U.S. Trade Representative Robert Lighthizer said this possible change is intended to provide the administration with additional options to encourage China to “change its harmful policies and adopt policies that will lead to fairer markets and prosperity for all our citizens.”
Beginning Aug. 1 companies importing into China must file a new, single customs declaration that combines the requirements of the General Administration of Customs and China Inspection and Quarantine. However, there are already reports that confusion about the new declaration has resulted in shipment problems.
The Bureau of Industry and Security has issued a final rule that, effective Aug. 1, adds 44 entities in China to the Entity List, which lists entities restricted from receiving U.S. exports of goods controlled under the Export Administration Regulations. This rule also modifies one entry under China to provide additional addresses and names for the entity at issue.
The Court of International Trade has ordered the National Marine Fisheries Service to prohibit imports of fish or fish products from any Mexican commercial fishery that uses gillnets within the range of the critically endangered vaquita porpoise (i.e., the Upper Gulf of California).
U.S. Customs and Border Protection has issued a proposed rule to implement the changes to drawback law made by the Trade Facilitation and Trade Enforcement Act.
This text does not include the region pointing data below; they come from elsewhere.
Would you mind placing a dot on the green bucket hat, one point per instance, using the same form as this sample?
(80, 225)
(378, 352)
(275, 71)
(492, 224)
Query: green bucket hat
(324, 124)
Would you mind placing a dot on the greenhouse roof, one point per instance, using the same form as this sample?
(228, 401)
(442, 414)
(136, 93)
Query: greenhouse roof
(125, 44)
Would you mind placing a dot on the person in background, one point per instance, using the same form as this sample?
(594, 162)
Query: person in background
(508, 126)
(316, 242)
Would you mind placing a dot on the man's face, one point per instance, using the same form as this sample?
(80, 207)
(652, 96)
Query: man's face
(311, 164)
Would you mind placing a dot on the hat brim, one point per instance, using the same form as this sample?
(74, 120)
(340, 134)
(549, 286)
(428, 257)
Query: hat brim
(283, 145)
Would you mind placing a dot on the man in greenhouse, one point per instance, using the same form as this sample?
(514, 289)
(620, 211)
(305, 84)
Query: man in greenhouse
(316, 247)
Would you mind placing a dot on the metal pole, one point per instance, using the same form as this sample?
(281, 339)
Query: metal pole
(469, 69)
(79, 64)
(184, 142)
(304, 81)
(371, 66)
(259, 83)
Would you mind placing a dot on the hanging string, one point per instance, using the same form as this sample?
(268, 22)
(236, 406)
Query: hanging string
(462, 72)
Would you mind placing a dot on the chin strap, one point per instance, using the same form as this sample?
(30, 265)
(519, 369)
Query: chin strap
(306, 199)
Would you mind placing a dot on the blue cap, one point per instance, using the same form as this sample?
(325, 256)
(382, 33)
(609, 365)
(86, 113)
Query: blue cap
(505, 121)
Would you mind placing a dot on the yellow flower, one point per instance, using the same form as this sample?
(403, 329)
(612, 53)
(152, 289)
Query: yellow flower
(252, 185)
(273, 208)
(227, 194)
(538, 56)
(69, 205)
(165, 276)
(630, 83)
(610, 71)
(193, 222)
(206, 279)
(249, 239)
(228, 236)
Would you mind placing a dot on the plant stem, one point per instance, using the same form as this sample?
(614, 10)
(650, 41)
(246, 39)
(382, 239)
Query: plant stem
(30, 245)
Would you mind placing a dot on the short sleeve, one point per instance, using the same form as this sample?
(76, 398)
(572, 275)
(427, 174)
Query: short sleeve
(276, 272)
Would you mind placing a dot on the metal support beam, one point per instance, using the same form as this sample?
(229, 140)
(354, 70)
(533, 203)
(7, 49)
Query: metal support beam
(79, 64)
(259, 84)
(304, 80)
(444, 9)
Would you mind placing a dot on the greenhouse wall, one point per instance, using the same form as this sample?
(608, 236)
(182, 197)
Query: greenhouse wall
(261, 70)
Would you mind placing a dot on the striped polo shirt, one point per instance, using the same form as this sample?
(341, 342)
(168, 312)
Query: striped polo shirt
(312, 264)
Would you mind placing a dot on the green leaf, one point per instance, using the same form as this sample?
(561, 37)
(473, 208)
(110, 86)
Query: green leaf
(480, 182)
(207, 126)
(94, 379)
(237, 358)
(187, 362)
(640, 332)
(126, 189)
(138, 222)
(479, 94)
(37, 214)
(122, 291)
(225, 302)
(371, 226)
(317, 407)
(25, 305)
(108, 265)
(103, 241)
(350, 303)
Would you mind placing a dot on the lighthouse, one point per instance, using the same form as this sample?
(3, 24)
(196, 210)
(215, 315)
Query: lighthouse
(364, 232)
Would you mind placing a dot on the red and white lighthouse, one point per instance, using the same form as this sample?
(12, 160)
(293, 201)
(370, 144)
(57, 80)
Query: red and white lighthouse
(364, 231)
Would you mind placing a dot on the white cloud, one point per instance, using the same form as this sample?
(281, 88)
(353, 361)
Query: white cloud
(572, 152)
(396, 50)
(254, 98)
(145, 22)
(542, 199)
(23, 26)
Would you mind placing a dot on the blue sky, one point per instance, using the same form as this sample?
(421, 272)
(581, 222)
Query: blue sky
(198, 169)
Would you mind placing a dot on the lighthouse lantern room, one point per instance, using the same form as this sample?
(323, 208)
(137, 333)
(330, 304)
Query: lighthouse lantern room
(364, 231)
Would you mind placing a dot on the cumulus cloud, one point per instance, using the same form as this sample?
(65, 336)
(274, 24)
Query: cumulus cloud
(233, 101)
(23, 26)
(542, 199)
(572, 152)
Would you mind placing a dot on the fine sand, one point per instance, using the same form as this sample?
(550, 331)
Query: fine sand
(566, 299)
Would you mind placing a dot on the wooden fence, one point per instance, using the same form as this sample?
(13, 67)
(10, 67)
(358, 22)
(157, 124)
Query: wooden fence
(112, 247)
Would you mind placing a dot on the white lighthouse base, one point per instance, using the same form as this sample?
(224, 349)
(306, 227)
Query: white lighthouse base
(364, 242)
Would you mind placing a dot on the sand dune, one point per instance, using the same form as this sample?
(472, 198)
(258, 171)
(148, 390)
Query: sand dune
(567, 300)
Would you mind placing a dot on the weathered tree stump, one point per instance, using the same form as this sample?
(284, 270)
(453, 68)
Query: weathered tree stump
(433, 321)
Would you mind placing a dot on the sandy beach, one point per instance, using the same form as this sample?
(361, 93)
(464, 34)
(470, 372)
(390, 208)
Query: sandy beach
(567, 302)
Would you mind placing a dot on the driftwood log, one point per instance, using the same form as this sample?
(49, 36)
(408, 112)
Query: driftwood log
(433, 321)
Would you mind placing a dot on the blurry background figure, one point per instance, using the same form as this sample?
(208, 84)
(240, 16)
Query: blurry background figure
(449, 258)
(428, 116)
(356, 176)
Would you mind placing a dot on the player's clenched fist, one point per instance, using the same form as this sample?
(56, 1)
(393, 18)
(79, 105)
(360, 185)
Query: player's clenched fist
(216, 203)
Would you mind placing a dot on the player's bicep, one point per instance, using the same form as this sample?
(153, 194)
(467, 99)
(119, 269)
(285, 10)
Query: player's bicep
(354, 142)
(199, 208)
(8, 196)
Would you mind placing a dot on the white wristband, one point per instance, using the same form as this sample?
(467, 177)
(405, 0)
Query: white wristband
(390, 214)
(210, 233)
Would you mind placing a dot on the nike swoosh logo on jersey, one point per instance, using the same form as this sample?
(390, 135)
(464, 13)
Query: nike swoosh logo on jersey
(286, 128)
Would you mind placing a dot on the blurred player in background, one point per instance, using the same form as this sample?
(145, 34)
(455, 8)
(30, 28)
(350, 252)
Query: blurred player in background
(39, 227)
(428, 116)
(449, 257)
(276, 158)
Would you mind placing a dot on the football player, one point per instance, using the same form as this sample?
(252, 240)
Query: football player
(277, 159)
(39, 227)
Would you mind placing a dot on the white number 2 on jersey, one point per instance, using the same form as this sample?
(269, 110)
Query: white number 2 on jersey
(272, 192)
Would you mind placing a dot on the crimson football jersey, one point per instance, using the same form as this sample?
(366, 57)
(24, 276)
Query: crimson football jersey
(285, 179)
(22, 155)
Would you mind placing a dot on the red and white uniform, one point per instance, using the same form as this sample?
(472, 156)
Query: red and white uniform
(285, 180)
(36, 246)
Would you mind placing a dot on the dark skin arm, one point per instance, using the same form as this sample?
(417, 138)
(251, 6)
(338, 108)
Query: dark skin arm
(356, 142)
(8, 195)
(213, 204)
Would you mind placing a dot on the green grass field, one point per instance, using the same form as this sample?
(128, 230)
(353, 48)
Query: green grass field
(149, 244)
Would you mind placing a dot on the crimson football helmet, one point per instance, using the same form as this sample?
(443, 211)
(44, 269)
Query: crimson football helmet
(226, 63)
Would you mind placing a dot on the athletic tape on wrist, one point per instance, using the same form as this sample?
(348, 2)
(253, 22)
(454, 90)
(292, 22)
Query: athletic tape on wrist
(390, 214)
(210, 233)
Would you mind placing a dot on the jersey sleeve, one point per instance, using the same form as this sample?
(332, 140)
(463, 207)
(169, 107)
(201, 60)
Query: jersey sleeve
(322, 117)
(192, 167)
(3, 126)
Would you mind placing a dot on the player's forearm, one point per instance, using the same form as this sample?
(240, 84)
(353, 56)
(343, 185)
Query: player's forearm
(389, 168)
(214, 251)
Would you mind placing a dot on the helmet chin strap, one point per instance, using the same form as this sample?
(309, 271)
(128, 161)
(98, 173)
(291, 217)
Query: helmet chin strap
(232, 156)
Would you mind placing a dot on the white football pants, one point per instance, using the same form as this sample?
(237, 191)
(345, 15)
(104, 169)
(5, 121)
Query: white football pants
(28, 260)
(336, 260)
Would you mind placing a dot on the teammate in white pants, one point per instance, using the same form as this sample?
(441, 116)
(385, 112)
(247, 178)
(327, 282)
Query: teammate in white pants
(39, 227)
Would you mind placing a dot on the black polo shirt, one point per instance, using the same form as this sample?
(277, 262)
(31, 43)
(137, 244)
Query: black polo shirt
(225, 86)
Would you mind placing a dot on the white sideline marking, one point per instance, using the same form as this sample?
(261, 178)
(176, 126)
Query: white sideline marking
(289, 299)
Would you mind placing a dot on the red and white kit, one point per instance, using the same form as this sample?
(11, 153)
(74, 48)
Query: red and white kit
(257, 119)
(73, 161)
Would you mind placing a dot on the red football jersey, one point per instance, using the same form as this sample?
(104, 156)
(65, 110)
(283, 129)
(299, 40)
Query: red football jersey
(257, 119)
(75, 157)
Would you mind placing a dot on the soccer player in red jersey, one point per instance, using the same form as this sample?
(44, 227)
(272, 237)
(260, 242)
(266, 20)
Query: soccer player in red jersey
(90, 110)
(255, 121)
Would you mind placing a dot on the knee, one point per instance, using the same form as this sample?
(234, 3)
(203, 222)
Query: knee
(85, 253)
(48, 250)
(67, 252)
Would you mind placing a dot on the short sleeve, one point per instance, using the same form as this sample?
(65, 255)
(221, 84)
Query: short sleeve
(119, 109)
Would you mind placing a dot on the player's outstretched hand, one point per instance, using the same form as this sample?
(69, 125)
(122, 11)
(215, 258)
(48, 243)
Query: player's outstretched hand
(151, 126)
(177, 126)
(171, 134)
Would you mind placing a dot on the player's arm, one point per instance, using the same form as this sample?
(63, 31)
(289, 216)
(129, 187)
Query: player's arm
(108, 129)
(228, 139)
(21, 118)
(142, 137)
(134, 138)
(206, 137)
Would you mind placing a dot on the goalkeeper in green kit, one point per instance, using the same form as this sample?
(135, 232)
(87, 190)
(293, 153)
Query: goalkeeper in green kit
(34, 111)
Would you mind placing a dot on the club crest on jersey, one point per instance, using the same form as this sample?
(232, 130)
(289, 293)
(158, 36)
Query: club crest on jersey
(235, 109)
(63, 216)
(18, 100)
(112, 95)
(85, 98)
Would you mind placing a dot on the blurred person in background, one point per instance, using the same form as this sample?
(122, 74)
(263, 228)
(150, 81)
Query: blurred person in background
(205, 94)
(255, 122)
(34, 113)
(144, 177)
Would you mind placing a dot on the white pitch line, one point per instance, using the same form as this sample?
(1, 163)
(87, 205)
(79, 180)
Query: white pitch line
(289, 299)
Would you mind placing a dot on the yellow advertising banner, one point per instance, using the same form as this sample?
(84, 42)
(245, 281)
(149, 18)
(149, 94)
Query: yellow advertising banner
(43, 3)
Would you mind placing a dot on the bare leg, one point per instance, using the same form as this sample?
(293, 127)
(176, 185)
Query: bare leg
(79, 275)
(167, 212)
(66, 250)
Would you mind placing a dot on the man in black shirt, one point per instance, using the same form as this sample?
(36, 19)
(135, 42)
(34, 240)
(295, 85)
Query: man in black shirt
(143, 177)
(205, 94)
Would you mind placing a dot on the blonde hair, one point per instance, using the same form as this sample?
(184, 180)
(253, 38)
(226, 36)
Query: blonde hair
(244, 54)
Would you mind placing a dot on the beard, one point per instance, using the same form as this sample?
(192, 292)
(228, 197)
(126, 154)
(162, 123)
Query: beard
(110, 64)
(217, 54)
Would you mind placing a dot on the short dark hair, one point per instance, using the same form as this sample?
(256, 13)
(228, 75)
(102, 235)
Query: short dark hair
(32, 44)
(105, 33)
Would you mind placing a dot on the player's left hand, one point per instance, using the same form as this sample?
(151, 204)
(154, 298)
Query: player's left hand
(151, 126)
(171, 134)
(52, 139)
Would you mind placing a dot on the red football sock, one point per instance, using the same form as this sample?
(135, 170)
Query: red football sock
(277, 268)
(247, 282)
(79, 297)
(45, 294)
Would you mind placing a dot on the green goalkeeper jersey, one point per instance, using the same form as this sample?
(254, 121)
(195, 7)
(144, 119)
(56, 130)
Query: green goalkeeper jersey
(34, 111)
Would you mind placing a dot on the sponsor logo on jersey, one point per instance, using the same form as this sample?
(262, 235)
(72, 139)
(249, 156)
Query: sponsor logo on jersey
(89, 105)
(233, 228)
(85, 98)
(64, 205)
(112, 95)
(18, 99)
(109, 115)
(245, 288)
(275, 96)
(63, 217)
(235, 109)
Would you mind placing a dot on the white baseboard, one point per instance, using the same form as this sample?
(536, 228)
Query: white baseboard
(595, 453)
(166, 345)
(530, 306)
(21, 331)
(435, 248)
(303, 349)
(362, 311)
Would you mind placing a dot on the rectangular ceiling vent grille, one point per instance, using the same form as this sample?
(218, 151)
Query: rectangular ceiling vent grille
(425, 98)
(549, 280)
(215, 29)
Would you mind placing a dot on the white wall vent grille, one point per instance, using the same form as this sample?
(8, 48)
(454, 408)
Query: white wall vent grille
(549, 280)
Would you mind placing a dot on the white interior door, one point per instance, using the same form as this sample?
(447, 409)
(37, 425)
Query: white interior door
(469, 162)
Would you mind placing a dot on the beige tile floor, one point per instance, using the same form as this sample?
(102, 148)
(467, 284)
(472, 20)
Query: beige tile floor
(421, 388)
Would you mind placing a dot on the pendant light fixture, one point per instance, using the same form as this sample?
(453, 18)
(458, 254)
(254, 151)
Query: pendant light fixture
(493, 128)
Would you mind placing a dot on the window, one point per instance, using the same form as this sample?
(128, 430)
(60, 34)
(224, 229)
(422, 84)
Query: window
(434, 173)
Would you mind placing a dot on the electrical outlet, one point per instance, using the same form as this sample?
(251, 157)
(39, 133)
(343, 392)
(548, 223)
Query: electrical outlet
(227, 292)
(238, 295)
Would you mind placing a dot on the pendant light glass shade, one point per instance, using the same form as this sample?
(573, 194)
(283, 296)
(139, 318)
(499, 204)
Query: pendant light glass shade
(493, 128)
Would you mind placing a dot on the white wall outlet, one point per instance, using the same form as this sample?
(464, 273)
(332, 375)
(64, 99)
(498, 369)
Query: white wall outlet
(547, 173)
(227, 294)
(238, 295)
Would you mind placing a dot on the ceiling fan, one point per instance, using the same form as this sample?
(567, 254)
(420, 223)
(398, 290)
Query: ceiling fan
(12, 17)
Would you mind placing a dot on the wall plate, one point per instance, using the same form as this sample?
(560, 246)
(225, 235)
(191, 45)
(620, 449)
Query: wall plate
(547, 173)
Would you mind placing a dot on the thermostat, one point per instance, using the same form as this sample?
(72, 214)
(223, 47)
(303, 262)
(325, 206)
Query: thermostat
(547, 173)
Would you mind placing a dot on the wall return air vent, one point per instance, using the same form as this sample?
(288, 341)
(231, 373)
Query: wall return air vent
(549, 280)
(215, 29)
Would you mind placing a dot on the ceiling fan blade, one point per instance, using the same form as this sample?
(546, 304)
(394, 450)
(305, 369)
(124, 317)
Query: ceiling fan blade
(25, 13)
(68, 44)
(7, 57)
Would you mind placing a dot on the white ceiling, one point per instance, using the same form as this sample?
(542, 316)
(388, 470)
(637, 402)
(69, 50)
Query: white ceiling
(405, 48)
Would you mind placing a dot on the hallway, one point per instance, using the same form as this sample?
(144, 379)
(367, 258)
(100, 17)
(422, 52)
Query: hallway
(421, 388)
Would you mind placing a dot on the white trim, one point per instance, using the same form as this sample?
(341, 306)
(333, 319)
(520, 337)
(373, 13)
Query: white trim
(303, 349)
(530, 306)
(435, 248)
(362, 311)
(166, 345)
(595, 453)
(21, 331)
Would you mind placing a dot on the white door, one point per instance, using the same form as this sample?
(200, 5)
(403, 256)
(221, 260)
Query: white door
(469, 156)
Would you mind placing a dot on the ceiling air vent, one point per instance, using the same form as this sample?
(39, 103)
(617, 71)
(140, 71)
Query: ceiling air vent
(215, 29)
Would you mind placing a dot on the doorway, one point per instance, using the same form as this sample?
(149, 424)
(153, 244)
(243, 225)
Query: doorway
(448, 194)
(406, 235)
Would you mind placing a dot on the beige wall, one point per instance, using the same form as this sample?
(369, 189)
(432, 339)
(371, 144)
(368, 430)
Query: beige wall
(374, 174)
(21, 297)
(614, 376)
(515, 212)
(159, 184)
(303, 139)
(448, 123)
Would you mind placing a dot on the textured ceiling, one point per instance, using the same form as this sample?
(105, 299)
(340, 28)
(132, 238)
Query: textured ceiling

However, the proposal goes beyond TFTEA implementation and also proposes a change to how CBP treats drawback of excise and other federal taxes. Comments on this proposal are due by Sept. 13.
The U.S. and the European Union announced July 25 “a new phase” in their bilateral relationship that will feature “strong trade relations in which both [sides] will win.” The agreement appears to ease trade tensions that have escalated in recent months as the two sides have raised tariffs on each other’s products.